A fiercely competitive Irish jockey whose six British champion titles were shadowed by a career of dramatic controversy and comebacks.
Kieren Fallon's story is one of breathtaking talent perpetually intertwined with turmoil. Emerging from rural Ireland, he possessed an almost psychic connection with horses, riding with a distinctive, forceful style that propelled him to the top of British racing. He secured the champion jockey title six times, a testament to his sheer dominance in the saddle. Yet, his career was a rollercoaster of high-stakes victories and profound lows, including high-profile suspensions and a sensational, ultimately unsuccessful, criminal trial for race-fixing. Through it all, his genius on the track was undeniable, a raw, intuitive gift that made him both revered and a constant source of headlines, forever the sport's most electrifying and complicated figure.
1965–1980
The latchkey kids. Raised during divorce, recession, and the end of the Cold War. Skeptical, self-reliant, media-literate. They invented indie culture, grunge, and the early internet — then watched the Boomers take credit.

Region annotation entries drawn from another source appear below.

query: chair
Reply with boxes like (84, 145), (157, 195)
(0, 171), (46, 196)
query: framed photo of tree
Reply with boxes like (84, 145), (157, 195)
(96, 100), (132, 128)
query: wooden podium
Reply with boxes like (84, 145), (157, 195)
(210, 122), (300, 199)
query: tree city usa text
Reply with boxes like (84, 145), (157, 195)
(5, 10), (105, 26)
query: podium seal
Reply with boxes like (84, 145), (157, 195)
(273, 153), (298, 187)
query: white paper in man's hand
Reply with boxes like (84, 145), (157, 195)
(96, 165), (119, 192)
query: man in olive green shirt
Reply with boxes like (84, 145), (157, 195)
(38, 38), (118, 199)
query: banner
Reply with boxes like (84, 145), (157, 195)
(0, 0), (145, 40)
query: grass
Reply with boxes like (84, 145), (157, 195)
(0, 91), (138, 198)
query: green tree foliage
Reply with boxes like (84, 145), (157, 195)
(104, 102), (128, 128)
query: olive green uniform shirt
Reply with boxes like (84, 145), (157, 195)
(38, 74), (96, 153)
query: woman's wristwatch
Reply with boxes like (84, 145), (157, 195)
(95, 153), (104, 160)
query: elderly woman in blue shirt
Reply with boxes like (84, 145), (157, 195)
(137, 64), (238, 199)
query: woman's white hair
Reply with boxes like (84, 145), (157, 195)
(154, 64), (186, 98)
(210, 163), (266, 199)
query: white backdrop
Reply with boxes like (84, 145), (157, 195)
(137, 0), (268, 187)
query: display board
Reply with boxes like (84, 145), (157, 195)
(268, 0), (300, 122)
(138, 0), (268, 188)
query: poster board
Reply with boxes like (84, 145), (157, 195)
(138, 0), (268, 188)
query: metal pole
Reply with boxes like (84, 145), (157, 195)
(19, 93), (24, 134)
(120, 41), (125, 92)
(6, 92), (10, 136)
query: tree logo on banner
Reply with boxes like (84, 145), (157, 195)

Kieren was born in 1965, placing them squarely in the Generation X. The events that shaped this generation — economic uncertainty, the end of the Cold War, and the rise of personal computing — shaped the world they entered and the choices available to them.
The biggest hits of 1965
#1 Movie
The Sound of Music
Best Picture
The Sound of Music
#1 TV Show
Bonanza
The world at every milestone
US sends combat troops to Vietnam
First Earth Day; The Beatles break up
First test-tube baby born
MTV launches; first Space Shuttle flight; AIDS identified
Internet adopts TCP/IP, creating the modern internet
Challenger disaster; Chernobyl nuclear meltdown
Oklahoma City bombing; Windows 95 released
Hurricane Katrina devastates New Orleans; YouTube launches
Paris climate agreement; same-sex marriage legalized in the US
AI agents go mainstream
He did not ride in his first horse race until he was 18 years old.
He worked as a stable hand for trainer Jimmy Fitzgerald before becoming a jockey.
He famously won the 2005 Arc de Triomphe on Hurricane Run after a last-minute call-up to ride.
His autobiography is titled 'Form'.
“You have to be strong with a horse, but you must also listen.”